Achmad Zainal Arifin (2013: 143) dalam disertasinya di Australia mengartikan ‘ndalem’ sebagai ‘orang dalam’ (insider). Dari arti ini, ia menjelaskan ada dua kelompok sosial di pesantren yang bisa disebut dengan ‘ndalem’.
Pertama adalah anggota keluarga kiai, seperti istri dan anak kiai. Kedua adalah santri yang mengabdikan dirinya untuk membantu urusan rumah tangga kiai, biasanya sering disebut dengan ‘santri ndalem’.
Masing-masing kelompok ini memiliki peran besar terhadap kelanjutan dan perkembangan pesantren. Setidaknya ada dua kontribusi penting yang telah disumbangkan oleh kedua kelompok ini.
Pertama adalah sebagai mediator antara karisma kiai dan putranya. Peran ini cenderung lebih merujuk pada ndalem dalam arti keluarga kiai. Mereka menjadi penghubung dan perantara penting antara karisma yang dimiliki oleh kiai dan putranya.

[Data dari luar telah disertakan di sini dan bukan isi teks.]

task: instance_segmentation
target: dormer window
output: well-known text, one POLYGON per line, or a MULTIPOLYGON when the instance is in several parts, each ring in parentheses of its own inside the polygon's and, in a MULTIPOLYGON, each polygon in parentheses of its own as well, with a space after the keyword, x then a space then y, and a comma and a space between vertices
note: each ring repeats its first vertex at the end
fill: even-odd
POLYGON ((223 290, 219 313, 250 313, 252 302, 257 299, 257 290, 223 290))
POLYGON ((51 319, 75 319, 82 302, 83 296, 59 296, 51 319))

Posisi ini sangat sentral bagi kelanjutan pesantren, karena dalam banyak kasus ketika pemimpin pesantren yang karismatik meninggal dunia, tidak jarang pesantrennya kemudian ditutup karena putranya tidak bisa mewarisi karisma ayahnya yang diakui oleh masyarakat (Arifin, 2013: 143).
Kalaupun tidak semua pesantren mengalami kondisi semacam ini, setidaknya hal ini sudah dibuktikan secara jelas oleh Arifin (2013: 143-146) ketika meneliti Pondok Pesantren al-Munawwir Kompleks L di Yogyakarta. Berdasarkan penelitiannya, setelah Kiai Ahmad Munawwir selaku pengasuh pesantren meninggal dunia pada 2001, Bu Nyai Shofiyah selaku istri Kiai Ahmad bekerja keras untuk menyiapkan putranya yang masih muda, Gus Munawwar, agar bisa menjadi kiai karismatik seperti ayahnya.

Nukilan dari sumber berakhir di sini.